Representatives of the Gene Haas Foundation presented a check to Mayor Lewis for $1.5 million to support the development of the Center. Gene Haas, founder and president of American machine tool builder Haas Automation, said that local government should be commended for opening new opportunities for area residents.

“It is great to see that a town like this has the vision to educate its kids about manufacturing because there are very, very good jobs that pay very, very well,” Haas said. “Everything you buy or touch, there has been a manufacturer involved in it. The United States is huge manufacturer.”

David Tucker, vice president for Vincennes University Workforce Development and Community Services, said that VU is proud to be the provider for education and training at the new Center.

“The day this facility opens in about one year, we anticipate that the very first class will be our CNC Machinist Now program. It is a 16-week training program, designed primarily for veterans, to go from having no experience in machining or manufacturing and 16 weeks later, after 600 hours of training, coming out as entry-level machinists,” said Tucker.

Tucker said VU has achieved 100 percent placement for veterans participating in the program at its Vincennes Campus.

“We have machine shops that have a very significant need for skilled machinists and it seems to make sense to offer this program to meet that need,” said Tucker.

Chad Pittman, executive vice president of the Indiana Economic Development Corporation, said that the Gene Haas Training and Education Center will help fulfill the Governor’s vision for workforce training and development.

“We can assure you that everywhere there is a Vincennes University, the entire region is lifted with the type of workforce they help produce,” Pittman said.

Lebanon Community School Corporation Superintendent Robert Taylor said there are many students who will benefit from the Haas Center.

“What they will contribute as a result of their training, education and experience is truly incredible,” said Taylor. He thanked the three partners for their vision in making the Center possible.

Calling the groundbreaking an historic day for Lebanon, Mayor Lewis said planning has been underway for the past two years.

“The partnership is really unbelievable, with Vincennes, I’ve known about its tool & die work for years and years and years. And then to have Haas step in and especially to give us a grant for $1.5 million, is just unbelievable. The partnership has been fantastic and it will continue,” said Mayor Lewis.

VU will operate the Center, using the latest state-of-the-art Computer Numerical Control (CNC) machine tools from Haas Automation, and Metalworking Skills (NIMS).

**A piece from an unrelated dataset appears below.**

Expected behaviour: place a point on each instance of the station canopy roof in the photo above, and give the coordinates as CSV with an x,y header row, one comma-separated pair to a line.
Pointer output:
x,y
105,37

Doug Bowman, director of VU’s Haas Technical Education Center in Vincennes, developed the curriculum that will be used in Lebanon.

“Among the world of training and education in advanced manufacturing, he is our rock star,” Tucker said. Bowman has been an instructor in the machining field since 1984.

Great opportunities await graduates at Lebanons Haas Center, according to a VU alumnus of the program. Ben Gordon graduated from VU’s Advanced

Manufacturing program in 2009 and is now a sales representative in Ohio for Haas.

“There are phenomenal opportunities for graduates. They are endless. The possibilities for a student to come out and do incredible things – anywhere from automotive to medical. I¹ve made spinal implants for companies,” Gordon said.

Bowman says that Indiana will need 7,000 new machinists over the next five years.

“Providing this high-quality training on state-of-the-art equipment will help bridge the advanced manufacturing skills gap,” said Bowman.